>Gears and Wears>New Shoes, New Pain
I am coming back from a tibial stress fracture. The doctor prescribed me new shoes. I went to the store, was fitted and on the spot the shoes felt great. And then...
I went out for run number 1 in the shoes and got home with some heel pain and pain on the outside of both feet. It felt similar to PF at first, but not in the same place. The pain lasted about a day and a half.
Went out for run number 2 in the new shoes and had the exact same pain, more intense, especially the next morning. I had the pain for about two full days.
I will be running for the third time in said shoes tomorrow. The prescribed run is supposed to be longer and faster than the last two runs in these shoes and am concerned about more pain and even injury. I was wearing my old shoes for about two weeks with my reentry plan with no pain. I am trying to figure out whether I should wear the new shoes, old shoes or scrap them all and try again for a new pair of shoes.
Thoughts? Anyone out there coming back from a stress fracture and told to wear super motion control shoes (they are firm, not what I am accustom to for sure)? Anyone have recommendations for motion control at the ankle, yet flexible in the forefoot? What would you do?
The Alchemy and Equalon are pretty different shoes. To my knowledge, the Alchemy is going to feel quite a bit firmer.

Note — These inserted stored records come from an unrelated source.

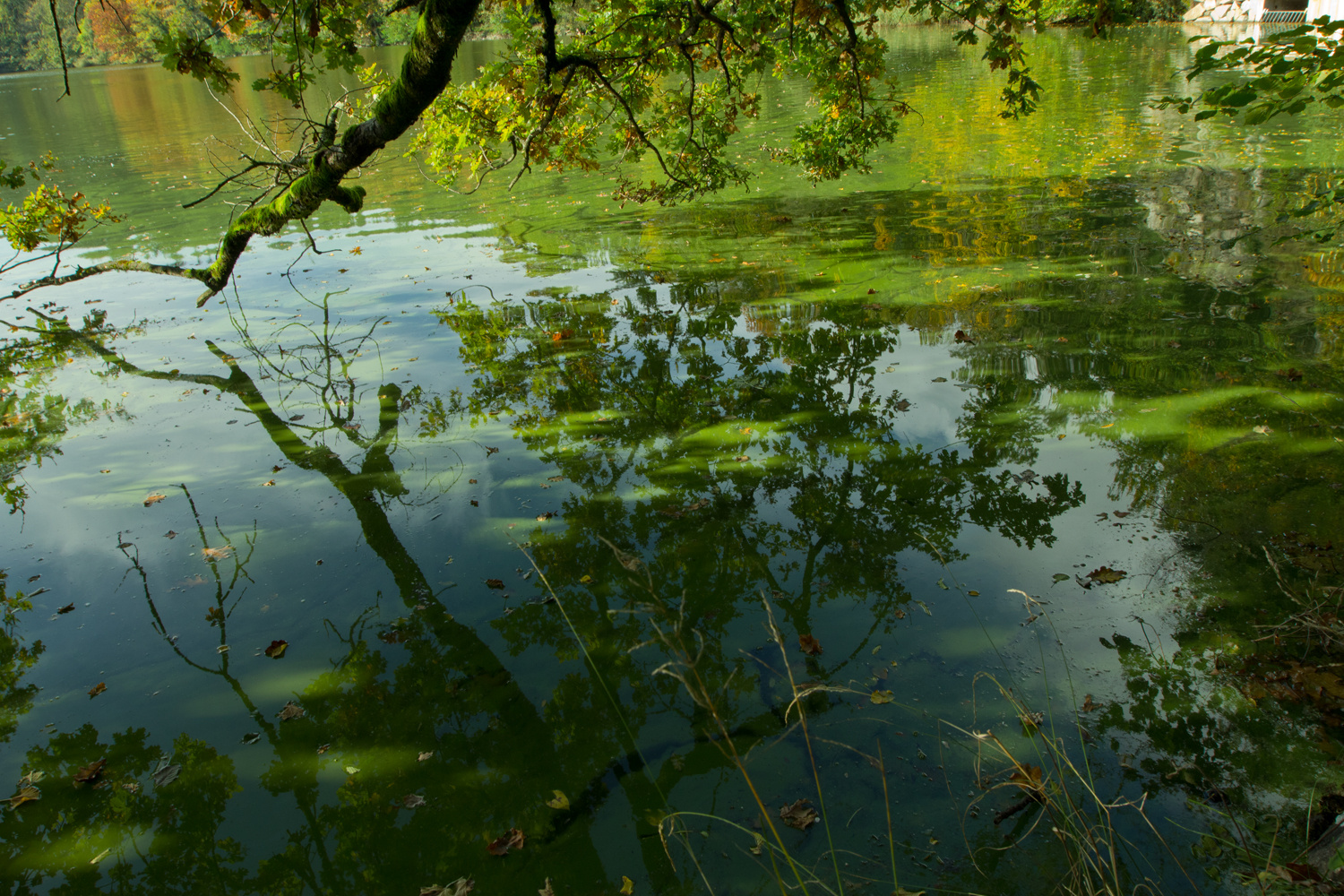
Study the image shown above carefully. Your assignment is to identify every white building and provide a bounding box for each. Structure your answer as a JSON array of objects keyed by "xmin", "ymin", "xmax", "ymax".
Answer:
[{"xmin": 1185, "ymin": 0, "xmax": 1344, "ymax": 22}]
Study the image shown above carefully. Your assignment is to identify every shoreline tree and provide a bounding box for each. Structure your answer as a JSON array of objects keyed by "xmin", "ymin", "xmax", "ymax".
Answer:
[{"xmin": 0, "ymin": 0, "xmax": 1039, "ymax": 305}]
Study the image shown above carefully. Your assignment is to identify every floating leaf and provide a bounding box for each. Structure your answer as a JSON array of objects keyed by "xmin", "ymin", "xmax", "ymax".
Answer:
[
  {"xmin": 1088, "ymin": 567, "xmax": 1125, "ymax": 584},
  {"xmin": 780, "ymin": 799, "xmax": 819, "ymax": 831},
  {"xmin": 486, "ymin": 828, "xmax": 527, "ymax": 856},
  {"xmin": 152, "ymin": 766, "xmax": 182, "ymax": 788},
  {"xmin": 5, "ymin": 786, "xmax": 42, "ymax": 809}
]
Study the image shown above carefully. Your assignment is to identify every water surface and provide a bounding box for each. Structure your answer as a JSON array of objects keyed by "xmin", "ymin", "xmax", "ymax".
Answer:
[{"xmin": 0, "ymin": 28, "xmax": 1344, "ymax": 893}]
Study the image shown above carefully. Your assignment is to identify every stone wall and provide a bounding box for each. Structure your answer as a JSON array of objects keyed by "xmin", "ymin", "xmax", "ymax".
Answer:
[{"xmin": 1185, "ymin": 0, "xmax": 1263, "ymax": 22}]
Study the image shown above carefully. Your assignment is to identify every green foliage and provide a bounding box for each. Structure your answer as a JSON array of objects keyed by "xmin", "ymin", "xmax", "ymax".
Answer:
[
  {"xmin": 0, "ymin": 184, "xmax": 121, "ymax": 253},
  {"xmin": 403, "ymin": 0, "xmax": 1039, "ymax": 202},
  {"xmin": 1158, "ymin": 16, "xmax": 1344, "ymax": 242},
  {"xmin": 0, "ymin": 151, "xmax": 56, "ymax": 189}
]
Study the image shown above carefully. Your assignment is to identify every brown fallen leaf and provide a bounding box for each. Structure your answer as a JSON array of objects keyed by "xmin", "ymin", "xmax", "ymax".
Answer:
[
  {"xmin": 486, "ymin": 828, "xmax": 527, "ymax": 856},
  {"xmin": 780, "ymin": 799, "xmax": 819, "ymax": 831},
  {"xmin": 1088, "ymin": 567, "xmax": 1125, "ymax": 584},
  {"xmin": 5, "ymin": 786, "xmax": 42, "ymax": 809},
  {"xmin": 419, "ymin": 877, "xmax": 476, "ymax": 896}
]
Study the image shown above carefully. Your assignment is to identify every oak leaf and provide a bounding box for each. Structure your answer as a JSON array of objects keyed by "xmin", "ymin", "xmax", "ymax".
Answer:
[{"xmin": 1088, "ymin": 567, "xmax": 1125, "ymax": 584}]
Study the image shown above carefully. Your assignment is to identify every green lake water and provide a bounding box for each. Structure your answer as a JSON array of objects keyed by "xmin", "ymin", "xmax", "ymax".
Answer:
[{"xmin": 0, "ymin": 21, "xmax": 1344, "ymax": 896}]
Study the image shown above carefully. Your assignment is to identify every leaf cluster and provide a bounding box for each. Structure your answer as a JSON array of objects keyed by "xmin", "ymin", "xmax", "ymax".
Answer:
[{"xmin": 403, "ymin": 0, "xmax": 1039, "ymax": 204}]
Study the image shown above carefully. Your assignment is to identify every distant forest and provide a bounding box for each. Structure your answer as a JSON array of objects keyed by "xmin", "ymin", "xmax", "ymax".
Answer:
[{"xmin": 0, "ymin": 0, "xmax": 508, "ymax": 71}]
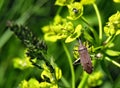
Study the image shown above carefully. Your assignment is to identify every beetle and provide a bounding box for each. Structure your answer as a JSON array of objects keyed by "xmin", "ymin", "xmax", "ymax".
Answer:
[{"xmin": 73, "ymin": 39, "xmax": 93, "ymax": 74}]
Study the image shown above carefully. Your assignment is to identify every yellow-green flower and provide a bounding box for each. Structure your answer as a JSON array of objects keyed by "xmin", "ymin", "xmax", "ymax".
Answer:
[
  {"xmin": 80, "ymin": 0, "xmax": 95, "ymax": 5},
  {"xmin": 42, "ymin": 15, "xmax": 82, "ymax": 43},
  {"xmin": 55, "ymin": 0, "xmax": 74, "ymax": 6},
  {"xmin": 67, "ymin": 2, "xmax": 83, "ymax": 20},
  {"xmin": 104, "ymin": 11, "xmax": 120, "ymax": 36}
]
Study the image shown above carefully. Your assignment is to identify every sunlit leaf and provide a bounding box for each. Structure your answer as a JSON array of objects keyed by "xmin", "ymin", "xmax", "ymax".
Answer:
[{"xmin": 105, "ymin": 49, "xmax": 120, "ymax": 56}]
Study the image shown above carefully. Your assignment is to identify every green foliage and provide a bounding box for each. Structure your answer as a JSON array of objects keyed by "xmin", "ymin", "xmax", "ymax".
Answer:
[{"xmin": 0, "ymin": 0, "xmax": 120, "ymax": 88}]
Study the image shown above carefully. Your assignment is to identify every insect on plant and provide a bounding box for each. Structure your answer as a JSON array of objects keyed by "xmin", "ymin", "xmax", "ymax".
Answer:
[{"xmin": 74, "ymin": 39, "xmax": 93, "ymax": 74}]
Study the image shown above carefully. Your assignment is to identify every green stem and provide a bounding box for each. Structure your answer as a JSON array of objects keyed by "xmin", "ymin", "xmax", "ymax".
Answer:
[
  {"xmin": 81, "ymin": 16, "xmax": 98, "ymax": 42},
  {"xmin": 105, "ymin": 57, "xmax": 120, "ymax": 68},
  {"xmin": 0, "ymin": 29, "xmax": 13, "ymax": 49},
  {"xmin": 78, "ymin": 72, "xmax": 89, "ymax": 88},
  {"xmin": 56, "ymin": 6, "xmax": 63, "ymax": 15},
  {"xmin": 61, "ymin": 76, "xmax": 70, "ymax": 88},
  {"xmin": 93, "ymin": 3, "xmax": 102, "ymax": 44},
  {"xmin": 104, "ymin": 35, "xmax": 116, "ymax": 48},
  {"xmin": 62, "ymin": 43, "xmax": 75, "ymax": 88}
]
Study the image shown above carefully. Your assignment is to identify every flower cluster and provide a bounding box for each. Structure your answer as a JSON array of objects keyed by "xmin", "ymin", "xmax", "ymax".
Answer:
[
  {"xmin": 104, "ymin": 11, "xmax": 120, "ymax": 36},
  {"xmin": 42, "ymin": 0, "xmax": 95, "ymax": 43},
  {"xmin": 42, "ymin": 15, "xmax": 82, "ymax": 43}
]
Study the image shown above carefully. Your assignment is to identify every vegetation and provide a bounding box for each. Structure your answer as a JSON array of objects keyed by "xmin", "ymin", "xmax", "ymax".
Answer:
[{"xmin": 0, "ymin": 0, "xmax": 120, "ymax": 88}]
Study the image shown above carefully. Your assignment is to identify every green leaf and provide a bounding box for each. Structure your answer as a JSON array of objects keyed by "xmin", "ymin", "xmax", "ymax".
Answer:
[
  {"xmin": 65, "ymin": 25, "xmax": 82, "ymax": 43},
  {"xmin": 67, "ymin": 2, "xmax": 83, "ymax": 20},
  {"xmin": 55, "ymin": 0, "xmax": 74, "ymax": 6},
  {"xmin": 80, "ymin": 0, "xmax": 96, "ymax": 5},
  {"xmin": 105, "ymin": 49, "xmax": 120, "ymax": 56}
]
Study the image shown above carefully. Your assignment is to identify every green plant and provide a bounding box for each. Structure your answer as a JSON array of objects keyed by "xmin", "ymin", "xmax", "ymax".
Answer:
[{"xmin": 0, "ymin": 0, "xmax": 120, "ymax": 88}]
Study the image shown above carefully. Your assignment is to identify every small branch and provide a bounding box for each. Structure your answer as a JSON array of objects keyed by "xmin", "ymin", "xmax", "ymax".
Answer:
[
  {"xmin": 62, "ymin": 43, "xmax": 75, "ymax": 88},
  {"xmin": 93, "ymin": 3, "xmax": 102, "ymax": 44}
]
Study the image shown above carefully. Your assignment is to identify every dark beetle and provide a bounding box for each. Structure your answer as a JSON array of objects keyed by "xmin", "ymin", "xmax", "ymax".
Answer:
[{"xmin": 78, "ymin": 39, "xmax": 93, "ymax": 74}]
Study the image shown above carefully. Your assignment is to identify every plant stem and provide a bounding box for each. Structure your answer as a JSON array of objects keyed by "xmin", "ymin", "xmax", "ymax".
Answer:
[
  {"xmin": 56, "ymin": 6, "xmax": 63, "ymax": 15},
  {"xmin": 81, "ymin": 16, "xmax": 98, "ymax": 42},
  {"xmin": 105, "ymin": 57, "xmax": 120, "ymax": 68},
  {"xmin": 0, "ymin": 29, "xmax": 13, "ymax": 49},
  {"xmin": 93, "ymin": 3, "xmax": 102, "ymax": 44},
  {"xmin": 62, "ymin": 42, "xmax": 75, "ymax": 88},
  {"xmin": 78, "ymin": 72, "xmax": 89, "ymax": 88}
]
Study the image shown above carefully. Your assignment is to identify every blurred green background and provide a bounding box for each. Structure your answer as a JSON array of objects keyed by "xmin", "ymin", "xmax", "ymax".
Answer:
[{"xmin": 0, "ymin": 0, "xmax": 120, "ymax": 88}]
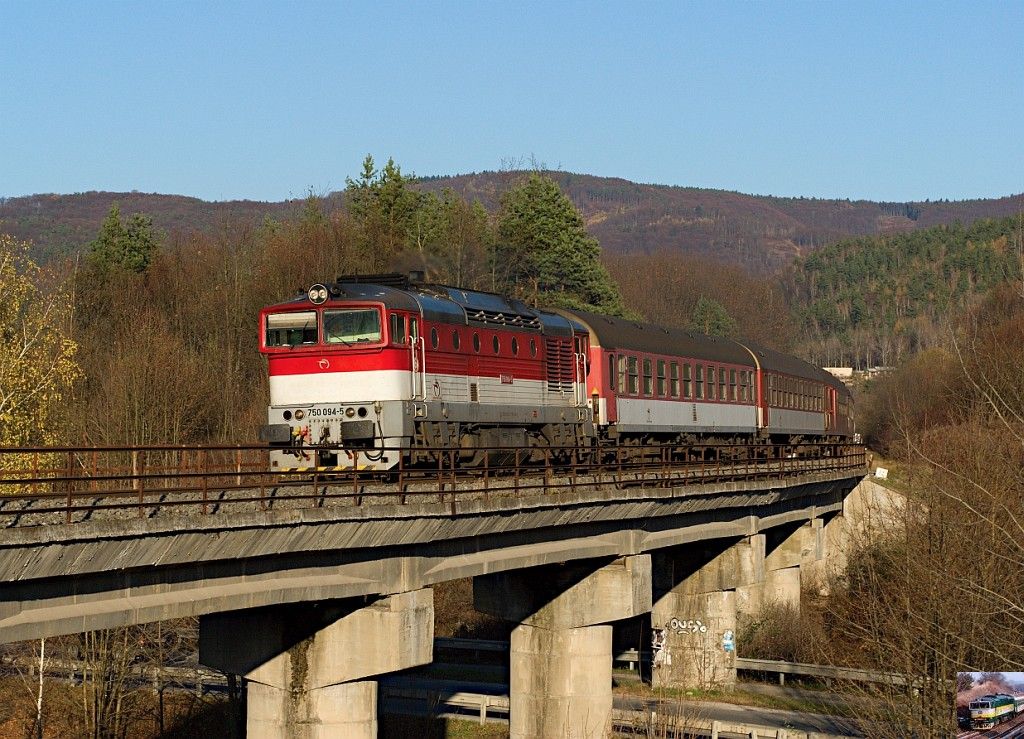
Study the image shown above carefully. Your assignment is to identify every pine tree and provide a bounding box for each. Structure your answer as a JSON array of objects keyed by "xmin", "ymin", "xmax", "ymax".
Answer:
[
  {"xmin": 88, "ymin": 203, "xmax": 159, "ymax": 273},
  {"xmin": 496, "ymin": 173, "xmax": 626, "ymax": 315}
]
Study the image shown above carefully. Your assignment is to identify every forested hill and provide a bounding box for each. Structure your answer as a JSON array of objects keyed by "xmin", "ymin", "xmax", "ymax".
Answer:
[
  {"xmin": 0, "ymin": 172, "xmax": 1024, "ymax": 271},
  {"xmin": 0, "ymin": 192, "xmax": 303, "ymax": 261},
  {"xmin": 786, "ymin": 215, "xmax": 1024, "ymax": 366},
  {"xmin": 423, "ymin": 172, "xmax": 1024, "ymax": 272}
]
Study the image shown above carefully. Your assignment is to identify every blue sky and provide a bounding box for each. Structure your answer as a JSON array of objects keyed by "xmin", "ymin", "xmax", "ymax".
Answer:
[{"xmin": 0, "ymin": 0, "xmax": 1024, "ymax": 201}]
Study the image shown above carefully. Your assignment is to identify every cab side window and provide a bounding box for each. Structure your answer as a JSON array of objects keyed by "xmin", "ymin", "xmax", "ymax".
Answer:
[{"xmin": 391, "ymin": 313, "xmax": 406, "ymax": 344}]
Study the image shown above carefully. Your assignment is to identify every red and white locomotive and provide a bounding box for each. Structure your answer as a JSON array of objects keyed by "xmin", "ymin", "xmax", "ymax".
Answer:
[{"xmin": 260, "ymin": 274, "xmax": 853, "ymax": 470}]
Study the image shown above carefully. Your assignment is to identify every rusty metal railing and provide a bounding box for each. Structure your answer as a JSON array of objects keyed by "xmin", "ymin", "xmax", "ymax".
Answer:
[{"xmin": 0, "ymin": 444, "xmax": 866, "ymax": 527}]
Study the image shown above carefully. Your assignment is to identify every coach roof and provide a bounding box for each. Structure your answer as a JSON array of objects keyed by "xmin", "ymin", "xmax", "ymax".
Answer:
[{"xmin": 559, "ymin": 310, "xmax": 754, "ymax": 367}]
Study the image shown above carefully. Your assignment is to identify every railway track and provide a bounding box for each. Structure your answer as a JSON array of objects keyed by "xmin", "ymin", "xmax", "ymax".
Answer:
[
  {"xmin": 0, "ymin": 444, "xmax": 867, "ymax": 528},
  {"xmin": 956, "ymin": 714, "xmax": 1024, "ymax": 739}
]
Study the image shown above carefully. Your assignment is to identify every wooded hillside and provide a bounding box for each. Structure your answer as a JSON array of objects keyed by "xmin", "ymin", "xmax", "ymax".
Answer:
[{"xmin": 8, "ymin": 172, "xmax": 1024, "ymax": 273}]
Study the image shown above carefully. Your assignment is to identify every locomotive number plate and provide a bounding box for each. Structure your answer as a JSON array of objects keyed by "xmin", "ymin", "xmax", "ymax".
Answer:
[{"xmin": 306, "ymin": 406, "xmax": 345, "ymax": 419}]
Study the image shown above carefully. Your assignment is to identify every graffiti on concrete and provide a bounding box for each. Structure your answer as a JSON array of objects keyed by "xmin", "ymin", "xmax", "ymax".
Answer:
[{"xmin": 669, "ymin": 618, "xmax": 708, "ymax": 636}]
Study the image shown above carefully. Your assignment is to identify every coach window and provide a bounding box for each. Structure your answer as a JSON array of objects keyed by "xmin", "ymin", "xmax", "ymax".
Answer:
[{"xmin": 391, "ymin": 313, "xmax": 406, "ymax": 344}]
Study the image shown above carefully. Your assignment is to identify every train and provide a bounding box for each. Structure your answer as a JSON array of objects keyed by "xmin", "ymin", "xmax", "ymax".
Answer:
[
  {"xmin": 969, "ymin": 693, "xmax": 1024, "ymax": 729},
  {"xmin": 259, "ymin": 274, "xmax": 855, "ymax": 471}
]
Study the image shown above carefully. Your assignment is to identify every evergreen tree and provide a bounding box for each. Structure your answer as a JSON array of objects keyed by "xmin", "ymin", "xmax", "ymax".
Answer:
[
  {"xmin": 88, "ymin": 203, "xmax": 159, "ymax": 273},
  {"xmin": 496, "ymin": 173, "xmax": 625, "ymax": 315},
  {"xmin": 345, "ymin": 155, "xmax": 426, "ymax": 265},
  {"xmin": 690, "ymin": 295, "xmax": 736, "ymax": 337}
]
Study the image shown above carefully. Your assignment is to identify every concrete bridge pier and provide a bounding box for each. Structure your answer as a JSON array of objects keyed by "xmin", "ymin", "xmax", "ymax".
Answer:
[
  {"xmin": 651, "ymin": 534, "xmax": 765, "ymax": 688},
  {"xmin": 200, "ymin": 589, "xmax": 434, "ymax": 739},
  {"xmin": 473, "ymin": 555, "xmax": 651, "ymax": 739}
]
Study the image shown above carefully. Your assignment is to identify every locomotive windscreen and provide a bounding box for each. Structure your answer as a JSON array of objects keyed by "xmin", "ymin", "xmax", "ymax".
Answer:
[
  {"xmin": 324, "ymin": 308, "xmax": 381, "ymax": 344},
  {"xmin": 266, "ymin": 310, "xmax": 316, "ymax": 346}
]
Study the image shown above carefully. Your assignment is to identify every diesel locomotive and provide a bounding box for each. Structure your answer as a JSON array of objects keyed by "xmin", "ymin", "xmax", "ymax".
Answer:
[{"xmin": 259, "ymin": 274, "xmax": 854, "ymax": 470}]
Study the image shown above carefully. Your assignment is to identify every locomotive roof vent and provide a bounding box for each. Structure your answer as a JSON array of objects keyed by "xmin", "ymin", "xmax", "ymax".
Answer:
[{"xmin": 335, "ymin": 270, "xmax": 423, "ymax": 288}]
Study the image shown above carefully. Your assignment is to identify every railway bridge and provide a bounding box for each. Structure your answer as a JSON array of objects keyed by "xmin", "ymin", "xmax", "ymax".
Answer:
[{"xmin": 0, "ymin": 446, "xmax": 866, "ymax": 737}]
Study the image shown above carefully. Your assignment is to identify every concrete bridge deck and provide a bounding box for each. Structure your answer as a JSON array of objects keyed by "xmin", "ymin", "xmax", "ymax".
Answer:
[{"xmin": 0, "ymin": 444, "xmax": 865, "ymax": 737}]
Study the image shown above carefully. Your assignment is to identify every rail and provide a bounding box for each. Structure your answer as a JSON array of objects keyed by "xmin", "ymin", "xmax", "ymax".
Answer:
[{"xmin": 0, "ymin": 444, "xmax": 866, "ymax": 527}]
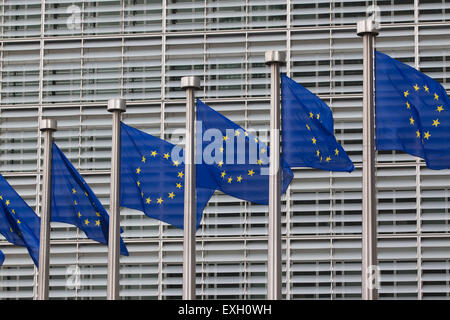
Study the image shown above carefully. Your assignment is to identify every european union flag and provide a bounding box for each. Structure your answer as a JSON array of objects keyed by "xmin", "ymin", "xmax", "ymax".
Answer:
[
  {"xmin": 197, "ymin": 99, "xmax": 294, "ymax": 204},
  {"xmin": 375, "ymin": 51, "xmax": 450, "ymax": 169},
  {"xmin": 120, "ymin": 123, "xmax": 215, "ymax": 229},
  {"xmin": 281, "ymin": 74, "xmax": 355, "ymax": 172},
  {"xmin": 50, "ymin": 143, "xmax": 128, "ymax": 256},
  {"xmin": 0, "ymin": 175, "xmax": 41, "ymax": 267},
  {"xmin": 0, "ymin": 250, "xmax": 5, "ymax": 267}
]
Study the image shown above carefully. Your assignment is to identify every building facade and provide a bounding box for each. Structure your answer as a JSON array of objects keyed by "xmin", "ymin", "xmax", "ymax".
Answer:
[{"xmin": 0, "ymin": 0, "xmax": 450, "ymax": 299}]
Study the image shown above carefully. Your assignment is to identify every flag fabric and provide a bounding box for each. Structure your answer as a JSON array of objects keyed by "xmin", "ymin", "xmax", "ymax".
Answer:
[
  {"xmin": 375, "ymin": 51, "xmax": 450, "ymax": 169},
  {"xmin": 0, "ymin": 175, "xmax": 41, "ymax": 267},
  {"xmin": 120, "ymin": 123, "xmax": 215, "ymax": 229},
  {"xmin": 50, "ymin": 143, "xmax": 128, "ymax": 256},
  {"xmin": 281, "ymin": 74, "xmax": 354, "ymax": 172},
  {"xmin": 196, "ymin": 99, "xmax": 294, "ymax": 204}
]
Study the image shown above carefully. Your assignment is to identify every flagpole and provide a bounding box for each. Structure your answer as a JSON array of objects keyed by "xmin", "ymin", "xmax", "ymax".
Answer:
[
  {"xmin": 107, "ymin": 99, "xmax": 126, "ymax": 300},
  {"xmin": 38, "ymin": 119, "xmax": 57, "ymax": 300},
  {"xmin": 181, "ymin": 77, "xmax": 200, "ymax": 300},
  {"xmin": 265, "ymin": 51, "xmax": 286, "ymax": 300},
  {"xmin": 357, "ymin": 17, "xmax": 379, "ymax": 300}
]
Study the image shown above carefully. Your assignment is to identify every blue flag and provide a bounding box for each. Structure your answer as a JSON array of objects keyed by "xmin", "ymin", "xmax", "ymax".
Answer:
[
  {"xmin": 375, "ymin": 51, "xmax": 450, "ymax": 169},
  {"xmin": 120, "ymin": 123, "xmax": 215, "ymax": 229},
  {"xmin": 281, "ymin": 74, "xmax": 354, "ymax": 172},
  {"xmin": 0, "ymin": 175, "xmax": 41, "ymax": 267},
  {"xmin": 50, "ymin": 143, "xmax": 128, "ymax": 256},
  {"xmin": 197, "ymin": 99, "xmax": 294, "ymax": 204}
]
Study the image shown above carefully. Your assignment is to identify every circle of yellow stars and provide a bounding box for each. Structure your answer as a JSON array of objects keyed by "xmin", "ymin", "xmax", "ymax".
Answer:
[
  {"xmin": 135, "ymin": 150, "xmax": 184, "ymax": 205},
  {"xmin": 305, "ymin": 111, "xmax": 339, "ymax": 163},
  {"xmin": 217, "ymin": 129, "xmax": 267, "ymax": 184},
  {"xmin": 72, "ymin": 187, "xmax": 102, "ymax": 227},
  {"xmin": 403, "ymin": 83, "xmax": 445, "ymax": 144}
]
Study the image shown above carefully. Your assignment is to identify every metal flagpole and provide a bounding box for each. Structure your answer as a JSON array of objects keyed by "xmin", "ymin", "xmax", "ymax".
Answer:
[
  {"xmin": 181, "ymin": 77, "xmax": 200, "ymax": 300},
  {"xmin": 107, "ymin": 99, "xmax": 126, "ymax": 300},
  {"xmin": 38, "ymin": 119, "xmax": 57, "ymax": 300},
  {"xmin": 357, "ymin": 17, "xmax": 379, "ymax": 300},
  {"xmin": 265, "ymin": 51, "xmax": 286, "ymax": 300}
]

Not to immediately distrust the shoe fitter, but do you have excessive pronation that needs to be tamed? Everyone's different, but I've had success using a structured insole (support!) in neutral shoes (cushioning!). My legs and flat feet do need a little help, but I don't over-pronate much. YMMV, of course.
If it's painful to run in the new shoes, but not painful to run in your old shoes then I wouldn't run in the new shoes.
How did you choose the shoes you ended up with? Were they recommended by the guys in the running store?
I don't think there's a lot of point in us recommending particular models here - what works well for one person really doesn't suit another - you can only really know by running in them.